You have three hydro stores and none carries advanced. I find that hard to believe. If it is the truth then you have the most assbackwards hydro stores in the world.


----------



## Megatron (Jul 23, 2008)

Olive, Setup some pics! please. The home depot was a crude joke (laughing sarcasm sorry.. lol) 
Have you flushed it out with ph'd water yet?! Inquiring minds want to know!!


----------



## olives1 (Jul 23, 2008)

I ran 2 flushes a hour a piece dumped it and put new nutes in i am currently using 450ppm and they look better also added to the nutes 50ml of thrive alive b-1 red


----------



## Megatron (Jul 24, 2008)

COOL! Hopefully didn't stress them too much


----------



## occg.hydro (Jul 24, 2008)

BuddyLuv said:
			
		

> Oh and kick that guy in the nuts when you get a chance!

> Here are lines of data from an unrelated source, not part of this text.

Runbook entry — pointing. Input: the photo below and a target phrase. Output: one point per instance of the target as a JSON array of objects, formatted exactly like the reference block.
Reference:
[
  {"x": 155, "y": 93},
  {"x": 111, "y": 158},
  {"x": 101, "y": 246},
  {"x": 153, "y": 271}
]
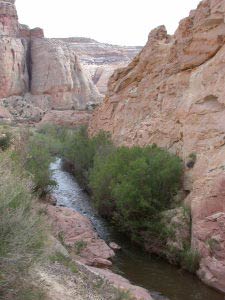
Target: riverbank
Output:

good call! Infact, I'd say kick that dude in the nuts a few times just to make sure you got the job done. WOW! Sprite?!?!?!?!? Why not go out and get some AN Carbo Load instead? I know the Advanced products are kind of pricey but they're worth every penny if you ask me. Seriously though, SOMEWHERE is going to carry Advanced Nutes. They were advertising on Weeds on Showtime last year, just about every hydro store I've ever seen carries Advanced. I use nothing but AN!


----------



## olives1 (Jul 24, 2008)

occg.hydro said:
			
		

> good call! Infact, I'd say kick that dude in the nuts a few times just to make sure you got the job done. WOW! Sprite?!?!?!?!? Why not go out and get some AN Carbo Load instead? I know the Advanced products are kind of pricey but they're worth every penny if you ask me. Seriously though, SOMEWHERE is going to carry Advanced Nutes. They were advertising on Weeds on Showtime last year, just about every hydro store I've ever seen carries Advanced. I use nothing but AN!


   Ok i found a shop a little ways from me that carrys AN gonna get it what program and products should i get for an aeroflo i trust your opinons better than the counter help also any pict with using AN to see Hesi i use its not that great i think


----------



## BuddyLuv (Jul 24, 2008)

I am using the sensi two part (grow for veg, bloom for flower) in my aerojet with Cal MG (also by advanced) suppliments. I used voodoo juice the first two weeks for a good healthy root zone. Click on my sig for my grow journal and you can see how nice my plants are at 3 weeks from seed. I have some new pics at almost 4 weeks but haven't resized them yet. Now they are 15- 18 inches and the bottom branches are as tall as the tops.


----------



## BuddyLuv (Jul 24, 2008)

Oh and remember just ask here before doing something like that again. I would hate to see another member piss 12 weeks of work away because some dickturd making 8 bucks an hour at the hydrostore's life sucks and decided to get a laugh on your expense.


----------